La France ne va pas bien du tout. Le dernier rapport du médiateur de la République fait du pays un portrait affligeant, où il ne fait plus vraiment bon vivre… Symbole de ce triste Hexagone : les voix humaines qui, au bout du fil, ont été remplacées par celles de robots. Plus une minute d’attente désormais, la réponse est instantanée… Mais ensuite la pauvre machine ne peut que répéter « tapez 1, tapez 2, tapez 3 ». Plus moyen d’expliquer à quelqu’un de bien vivant son cas particulier… Peu importe, ça permet de faire des économies, et c’est bien là l’essentiel. Ici et maintenant, les plus modestes, les laissés-pour-compte et les « déclassés » sont en permanence confrontés aux effets des décisions prises par d’autres, qui eux ne les subiront jamais. Par une réaction humaine et malheureuse, une frange de cette France fragilisée s’en prend à de plus pauvres, de plus perdus qu’eux, comme d’aucuns les encouragent à le faire. Ce faisant, en plus de sanctionner ceux qui, dans les entreprises ou l’Etat, licencient à tour de bras, ils punissent des hommes et des femmes qui, pour l’essentiel, sont étrangers à leur propre détresse. Jean-Paul Delevoye, le médiateur de la République, cite le général de Gaulle dans l’éditorial qui ouvre son rapport : « Quand les Français croient en la grandeur de la France, ils font de grandes choses ; quand ils se sentent abandonnés, ils font de petites choses. »

Savoir-faire mondialement reconnu
Que faut-il être ou faire aujourd’hui pour avoir quelque chance de trouver sa place dans notre joli pays ? Tout d’abord, être bien né, c’est essentiel. Ensuite, être patiemment formaté pour afficher une assurance sans faille, vouer un culte à la concurrence et à la performance, aimer l’argent et le patrimoine. Mais cela ne suffit pas : il faut aussi respecter l’autorité et ses décisions, être docile, conformiste et conservateur, n’avoir ni états d’âme ni idéaux, etc. Quelles que soient leurs spécialités, les cursus éducatifs dits supérieurs dispensent en « tronc commun » le même bouillon stéréotypé, qui rabote tout ce qui dépasse et modèle de bons consommateurs, qui peuvent pour les « meilleurs » d’entre eux aspirer aux plus belles carrières. La France, pays des droits de l’homme, s’est même fait une spécialité dans la répression* de ceux qui ne marchent pas dans les clous. Un savoir-faire que l’ex-ministre des Affaires étrangères se proposait d’ailleurs d’exporter en Tunisie.
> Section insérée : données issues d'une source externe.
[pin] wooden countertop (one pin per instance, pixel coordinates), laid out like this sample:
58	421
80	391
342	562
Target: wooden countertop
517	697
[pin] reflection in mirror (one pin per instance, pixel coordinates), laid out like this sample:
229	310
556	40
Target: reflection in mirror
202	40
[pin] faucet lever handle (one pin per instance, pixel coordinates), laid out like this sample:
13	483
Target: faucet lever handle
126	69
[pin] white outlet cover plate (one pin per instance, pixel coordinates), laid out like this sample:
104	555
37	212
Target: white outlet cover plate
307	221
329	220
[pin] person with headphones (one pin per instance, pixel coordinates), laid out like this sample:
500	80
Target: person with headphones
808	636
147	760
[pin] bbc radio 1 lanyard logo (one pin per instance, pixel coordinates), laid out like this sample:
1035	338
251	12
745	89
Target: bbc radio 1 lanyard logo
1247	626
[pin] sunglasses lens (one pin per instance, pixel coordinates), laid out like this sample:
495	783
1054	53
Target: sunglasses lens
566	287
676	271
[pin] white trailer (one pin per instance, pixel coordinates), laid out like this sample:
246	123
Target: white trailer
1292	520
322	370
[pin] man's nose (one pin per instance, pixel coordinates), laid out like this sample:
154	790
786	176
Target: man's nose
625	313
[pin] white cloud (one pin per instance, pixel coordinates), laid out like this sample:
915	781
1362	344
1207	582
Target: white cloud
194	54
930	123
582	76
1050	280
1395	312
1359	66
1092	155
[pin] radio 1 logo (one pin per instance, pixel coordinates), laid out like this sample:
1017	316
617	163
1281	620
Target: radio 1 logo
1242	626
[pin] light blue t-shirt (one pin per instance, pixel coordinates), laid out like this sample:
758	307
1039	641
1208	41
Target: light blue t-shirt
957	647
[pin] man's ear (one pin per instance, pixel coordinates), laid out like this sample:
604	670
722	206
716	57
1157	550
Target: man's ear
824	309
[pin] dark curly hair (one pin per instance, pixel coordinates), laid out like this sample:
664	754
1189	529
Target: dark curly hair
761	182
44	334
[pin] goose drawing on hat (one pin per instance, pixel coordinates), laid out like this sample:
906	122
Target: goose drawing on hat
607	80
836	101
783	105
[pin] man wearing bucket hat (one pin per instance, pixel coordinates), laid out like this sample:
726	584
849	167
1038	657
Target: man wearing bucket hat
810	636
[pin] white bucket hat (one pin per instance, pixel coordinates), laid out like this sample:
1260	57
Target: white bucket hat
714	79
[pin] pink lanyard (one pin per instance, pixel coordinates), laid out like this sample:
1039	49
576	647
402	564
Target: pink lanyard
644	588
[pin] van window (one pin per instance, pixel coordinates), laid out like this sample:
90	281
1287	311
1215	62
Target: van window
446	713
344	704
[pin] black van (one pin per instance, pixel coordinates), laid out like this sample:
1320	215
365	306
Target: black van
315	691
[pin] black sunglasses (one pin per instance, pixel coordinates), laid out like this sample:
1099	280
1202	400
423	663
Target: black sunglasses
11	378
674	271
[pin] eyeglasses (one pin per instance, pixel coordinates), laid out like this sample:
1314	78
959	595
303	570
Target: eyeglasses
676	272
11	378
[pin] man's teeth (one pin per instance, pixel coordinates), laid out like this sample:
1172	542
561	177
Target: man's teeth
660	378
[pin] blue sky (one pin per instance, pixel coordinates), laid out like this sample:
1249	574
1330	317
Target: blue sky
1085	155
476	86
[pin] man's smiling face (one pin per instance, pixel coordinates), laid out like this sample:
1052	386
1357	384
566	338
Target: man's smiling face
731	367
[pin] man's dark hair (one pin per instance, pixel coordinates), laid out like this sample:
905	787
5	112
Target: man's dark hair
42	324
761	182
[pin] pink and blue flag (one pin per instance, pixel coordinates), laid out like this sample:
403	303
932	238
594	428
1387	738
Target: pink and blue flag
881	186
Le doute, le désintéressement, la modestie, l’altruisme, la solidarité, la compassion, l’originalité et l’autonomie, la personnalité ou la curiosité, tout ce qui peut faire de grands hommes, sont depuis longtemps passés de mode. Ce sont même désormais des traits de caractère qui font obstacle à toute réussite sociale.
Dans Ma part du gâteau, le dernier film de Cédric Klapisch, Gilles Lellouche est promu par son patron parce que c’est un « very bad guy », un vraiment sale type. Peu importe qu’il soit le dernier des pourris, puisqu’il lui rapporte un maximum de thunes. Un de ces collègues est en revanche constamment moqué. On le surnomme « l’humaniste »… Bien sûr, ce n’est que du cinéma, bien intentionné qui plus est. Pourtant, quels sont les profils des hommes et des femmes à qui sont confiées les plus hautes responsabilités aujourd’hui ? Des humanistes ou des very bad guys ? Et si l’Hexagone est au bord du burnout à qui le devons-nous ?

Les Escadrons de la mort (2003), de Marie-Monique Robin, est également diffusé sur la chaîne Toute l’histoire, le samedi 26 mars à 22 h 35.